Bayer’s productive effort expands its current pact with CureVac on regulatory clearance and global distribution and will begin delivery at the end of the year. It follows the commitments of fellow European pharmaceutical giants Sanofi i Novartis AG will put its manufacturing capabilities behind the increase in Covid-19 injection from Pfizer Inc. and BioNTech SE.

refers to the Bayer agreement on the supply of supplies for EU vaccines

Large drug manufacturers bring the possibility of increasing supply that smaller developers do not have, and companies are also under pressure to help, as new variants threaten the effectiveness of existing shots. Vaccines seem to offer the only way out of the pandemic, which has killed more than 2.2 million people worldwide.

“We will need vaccines beyond the summer,” German Health Minister Jens Spahn said at a news conference on Monday. “It is possible that due to mutations that we cannot yet predict today, vaccines will have to be adjusted and changed. MRNA technology allows this to be done relatively quickly.”

Chancellor Angela Merkel will hold crisis talks on Monday with pharmaceutical executives, German regional leaders and European Commission officials. The video call in Berlin comes after Commission chairwoman Ursula von der Leyen announced that Astra will deliver an additional 9 million doses of vaccine to the EU in the first quarter.

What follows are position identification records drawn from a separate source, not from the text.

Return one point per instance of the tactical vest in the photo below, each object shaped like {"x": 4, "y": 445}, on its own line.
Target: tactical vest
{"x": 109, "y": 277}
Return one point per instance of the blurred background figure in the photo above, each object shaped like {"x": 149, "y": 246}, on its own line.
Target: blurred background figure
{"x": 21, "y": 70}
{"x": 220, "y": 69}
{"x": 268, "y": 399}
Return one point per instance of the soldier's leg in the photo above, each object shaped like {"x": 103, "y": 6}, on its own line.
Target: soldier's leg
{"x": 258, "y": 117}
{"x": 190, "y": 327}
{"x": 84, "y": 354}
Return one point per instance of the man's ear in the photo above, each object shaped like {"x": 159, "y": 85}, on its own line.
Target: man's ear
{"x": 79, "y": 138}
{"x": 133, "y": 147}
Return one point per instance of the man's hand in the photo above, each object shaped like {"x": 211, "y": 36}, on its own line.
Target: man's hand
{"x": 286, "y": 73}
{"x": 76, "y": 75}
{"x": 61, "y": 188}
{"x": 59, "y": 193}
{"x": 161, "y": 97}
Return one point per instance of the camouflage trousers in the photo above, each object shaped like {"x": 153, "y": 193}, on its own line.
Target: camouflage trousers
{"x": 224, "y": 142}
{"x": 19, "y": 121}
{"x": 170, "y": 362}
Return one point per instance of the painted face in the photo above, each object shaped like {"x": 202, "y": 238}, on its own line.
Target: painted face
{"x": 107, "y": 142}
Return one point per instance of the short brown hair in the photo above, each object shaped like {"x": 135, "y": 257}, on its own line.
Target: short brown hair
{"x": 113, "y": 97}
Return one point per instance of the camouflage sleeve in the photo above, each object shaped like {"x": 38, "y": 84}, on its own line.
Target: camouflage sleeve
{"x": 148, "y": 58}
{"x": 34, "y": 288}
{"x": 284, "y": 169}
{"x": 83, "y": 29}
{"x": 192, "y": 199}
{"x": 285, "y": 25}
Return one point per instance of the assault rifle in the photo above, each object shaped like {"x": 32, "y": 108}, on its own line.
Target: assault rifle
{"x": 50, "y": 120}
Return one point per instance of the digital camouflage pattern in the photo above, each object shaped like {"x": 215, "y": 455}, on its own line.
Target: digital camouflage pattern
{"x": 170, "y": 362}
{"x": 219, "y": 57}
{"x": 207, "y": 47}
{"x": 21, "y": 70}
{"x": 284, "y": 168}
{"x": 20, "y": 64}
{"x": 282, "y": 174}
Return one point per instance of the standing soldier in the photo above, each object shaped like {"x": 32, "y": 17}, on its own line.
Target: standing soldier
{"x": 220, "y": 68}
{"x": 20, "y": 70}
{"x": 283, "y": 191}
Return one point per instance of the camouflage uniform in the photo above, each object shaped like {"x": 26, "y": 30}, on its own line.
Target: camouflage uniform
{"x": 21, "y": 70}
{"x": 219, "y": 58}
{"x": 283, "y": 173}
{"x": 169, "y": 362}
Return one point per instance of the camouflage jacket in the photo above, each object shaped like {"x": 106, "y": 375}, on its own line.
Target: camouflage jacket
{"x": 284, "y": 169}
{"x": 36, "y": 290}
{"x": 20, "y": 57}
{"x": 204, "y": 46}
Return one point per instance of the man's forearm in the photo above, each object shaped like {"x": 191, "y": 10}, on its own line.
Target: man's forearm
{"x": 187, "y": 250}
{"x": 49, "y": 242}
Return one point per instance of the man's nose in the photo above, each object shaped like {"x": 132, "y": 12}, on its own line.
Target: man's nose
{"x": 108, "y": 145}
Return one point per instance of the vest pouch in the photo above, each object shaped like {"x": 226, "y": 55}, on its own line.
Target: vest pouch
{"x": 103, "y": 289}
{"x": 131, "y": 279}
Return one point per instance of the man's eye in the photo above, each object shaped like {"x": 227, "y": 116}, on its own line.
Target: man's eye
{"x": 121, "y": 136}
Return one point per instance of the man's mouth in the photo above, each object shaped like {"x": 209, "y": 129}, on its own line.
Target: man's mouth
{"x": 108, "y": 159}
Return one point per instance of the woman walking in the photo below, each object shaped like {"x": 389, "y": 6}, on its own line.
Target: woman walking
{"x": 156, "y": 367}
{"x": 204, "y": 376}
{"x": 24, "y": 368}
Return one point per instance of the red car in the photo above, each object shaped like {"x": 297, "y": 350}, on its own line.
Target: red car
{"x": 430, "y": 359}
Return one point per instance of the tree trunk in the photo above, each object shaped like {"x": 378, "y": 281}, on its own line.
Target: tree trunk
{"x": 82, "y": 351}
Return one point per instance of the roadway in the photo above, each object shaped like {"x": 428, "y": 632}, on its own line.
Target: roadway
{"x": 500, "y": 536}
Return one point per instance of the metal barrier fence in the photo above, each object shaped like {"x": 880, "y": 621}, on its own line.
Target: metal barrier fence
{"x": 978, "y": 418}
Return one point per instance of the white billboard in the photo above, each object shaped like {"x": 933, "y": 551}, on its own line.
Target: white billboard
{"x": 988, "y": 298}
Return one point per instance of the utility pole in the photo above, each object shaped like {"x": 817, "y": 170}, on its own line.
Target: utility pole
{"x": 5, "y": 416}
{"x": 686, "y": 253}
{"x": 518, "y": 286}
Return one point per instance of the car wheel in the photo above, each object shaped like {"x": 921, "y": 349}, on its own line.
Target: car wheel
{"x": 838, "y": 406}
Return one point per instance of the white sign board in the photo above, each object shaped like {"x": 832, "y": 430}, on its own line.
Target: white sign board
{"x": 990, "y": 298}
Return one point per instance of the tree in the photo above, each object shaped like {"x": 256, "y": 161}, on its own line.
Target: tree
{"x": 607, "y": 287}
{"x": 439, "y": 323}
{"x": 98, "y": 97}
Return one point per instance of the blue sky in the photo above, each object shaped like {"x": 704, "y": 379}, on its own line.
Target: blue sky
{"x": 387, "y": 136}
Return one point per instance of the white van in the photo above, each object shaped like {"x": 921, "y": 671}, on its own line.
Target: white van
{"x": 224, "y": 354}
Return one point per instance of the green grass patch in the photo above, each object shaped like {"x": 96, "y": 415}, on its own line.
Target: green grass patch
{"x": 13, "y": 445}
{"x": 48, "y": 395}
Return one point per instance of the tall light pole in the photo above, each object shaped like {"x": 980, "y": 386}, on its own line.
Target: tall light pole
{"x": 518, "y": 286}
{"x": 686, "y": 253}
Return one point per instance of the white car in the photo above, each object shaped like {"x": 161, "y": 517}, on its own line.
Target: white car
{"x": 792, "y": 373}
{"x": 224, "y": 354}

The commission is expected to double on Monday to meet the vaccination target of 70% of Europeans in the summer, but only if drug manufacturers meet the promised commitments, according to an official familiar with the matter.

Astra’s debacle highlights the commitment of such commitments. It sparked a crisis on January 22 when it said problems at a plant in Belgium meant that dose deliveries would be significantly reduced this quarter.

The episode turned into a blunt game that pitted the EU of 27 countries against the pharmaceutical industry and sparked fears about a wave of vaccine nationalism that could hamper efforts to combat the pandemic.

How does the nationalism of vaccines against scarce supplies occur: QuickTake

Stefan Oelrich of Bayer, who heads the company’s pharmaceutical unit, said talks with the German government helped convince him to consider producing a vaccine, although so far he had not. done.

“We have the necessary capacity” thanks to experience in manufacturing biotech products, Oelrich said. Bayer hopes to produce 160 million doses of CureVac vaccine next year taking advantage of its factory in Wuppertal, nearby Düsseldorf.

Bayer shares rose 1.1% in the Frankfurt trading.

CureVac’s shot is still being tested in a final-stage trial, but Spahn he said the shot could get approval as early as March. The product is a messenger RNA vaccine similar to that of the German company BioNTech – which partnered with Pfizer – and Moderna Inc. These shots were the first to be approved in Europe and elsewhere and demonstrated 95% effectiveness in trials.